Se despierta, en un estado de semisomnolencia piensa en su padre cuando actuaba en las fiestas infantiles, con el frac puesto y el sudor cayéndole por las mejillas. Hacía figuras con globos y sacaba flores de colores intensos de un bastón de paseo hueco. Cuando envejeció y se mudó de la casa de Sollentuna a una residencia de ancianos, se enteró de que Erik practicaba la hipnosis clínica y quiso que organizaran un número juntos.
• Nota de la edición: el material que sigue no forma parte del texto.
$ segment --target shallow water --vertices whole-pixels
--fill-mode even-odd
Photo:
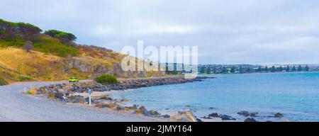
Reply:
[[[255,119],[259,121],[280,121],[269,117],[276,113],[293,121],[319,121],[319,73],[213,76],[217,78],[115,91],[113,95],[162,114],[190,109],[198,117],[218,113],[245,120],[237,113],[247,110],[258,112]]]

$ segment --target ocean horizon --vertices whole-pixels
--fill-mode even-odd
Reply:
[[[268,73],[206,75],[203,81],[113,91],[129,104],[145,106],[162,114],[190,110],[198,118],[217,113],[239,120],[240,111],[258,113],[258,121],[319,121],[319,73]]]

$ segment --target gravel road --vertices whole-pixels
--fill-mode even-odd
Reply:
[[[161,118],[99,110],[43,100],[23,94],[25,87],[67,81],[23,82],[0,86],[0,121],[11,122],[156,122]]]

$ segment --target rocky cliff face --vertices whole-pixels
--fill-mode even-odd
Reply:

Él haría de ladrón de guante blanco, mientras que su hijo hipnotizaría a la gente y la haría cantar imitando a Elvis y a Zarah Leander.
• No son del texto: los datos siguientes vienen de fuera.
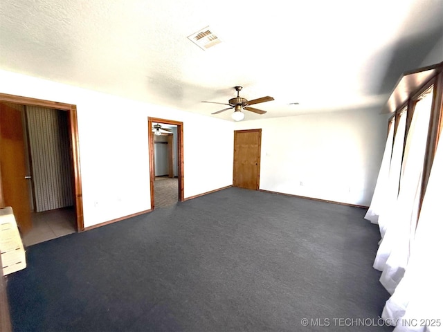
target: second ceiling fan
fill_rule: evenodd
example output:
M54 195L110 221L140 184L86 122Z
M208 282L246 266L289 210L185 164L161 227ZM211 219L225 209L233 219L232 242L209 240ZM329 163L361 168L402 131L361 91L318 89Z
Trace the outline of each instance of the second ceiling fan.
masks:
M218 114L219 113L224 112L225 111L228 111L228 109L234 109L235 111L232 115L232 118L236 121L239 121L241 120L243 120L243 118L244 118L244 114L242 112L242 109L246 109L246 111L254 112L254 113L256 113L257 114L264 114L266 113L266 111L262 111L261 109L255 109L255 107L249 107L249 105L253 105L255 104L259 104L260 102L270 102L274 100L274 98L273 98L272 97L269 97L268 95L266 97L262 97L261 98L248 100L239 96L239 92L242 90L242 89L243 89L242 86L234 86L234 89L237 91L237 97L230 99L228 101L228 104L226 104L224 102L209 102L211 104L220 104L222 105L229 106L229 107L221 109L220 111L217 111L217 112L212 113L211 114Z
De pronto, ya totalmente despierto, Erik ve a Benjamín delante de él, pasando frío en el patio del colegio, ante sus compañeros de clase y sus profesores, el cámara de televisión y el reportero sonriente.
Erik se incorpora y siente que el estómago le arde, coge el teléfono de la mesilla y llama a Simone.
– Galería Simone Bark -contesta ella.
– Hola, soy yo -dice Erik.
– Espera un momento.
Él la oye caminar sobre el suelo de madera y cerrar la puerta del despacho.
– ¿Qué pasa? -pregunta ella-. Benjamín me ha llamado…
– La persecución de los medios se ha puesto en marcha y…
– Quiero decir -interrumpe ella-, ¿qué has hecho tú?
– La médico responsable del paciente me pidió que lo hipnotizara.
– Pero reconocer un delito bajo hipnosis es…
– Escúchame -la interrumpe él-. ¿Eres capaz de hacerlo?
– Sí.
– No era un interrogatorio -empieza Erik.
– Tanto da cómo se lo denomine… -Ella se calla. Él oye su respiración-. Perdona -dice ella en voz baja.
– No era un interrogatorio: la policía necesitaba conseguir una descripción, cualquier cosa, porque pensaban que la vida de una chica dependía de esa información, y la doctora responsable del paciente en ese momento evaluó que los riesgos para su salud eran limitados.
– Pero…
– Creíamos que él era una víctima e intentábamos salvar a su hermana.
Erik guarda silencio y oye a Simone respirar.
– Menudo lío has armado -dice ella a continuación con ternura en la voz.
– Todo irá bien.
– ¿Seguro?
Erik va a la cocina, disuelve en agua un comprimido de Treo Comp [6] y se toma un antiácido para la úlcera junto con el brebaje dulce.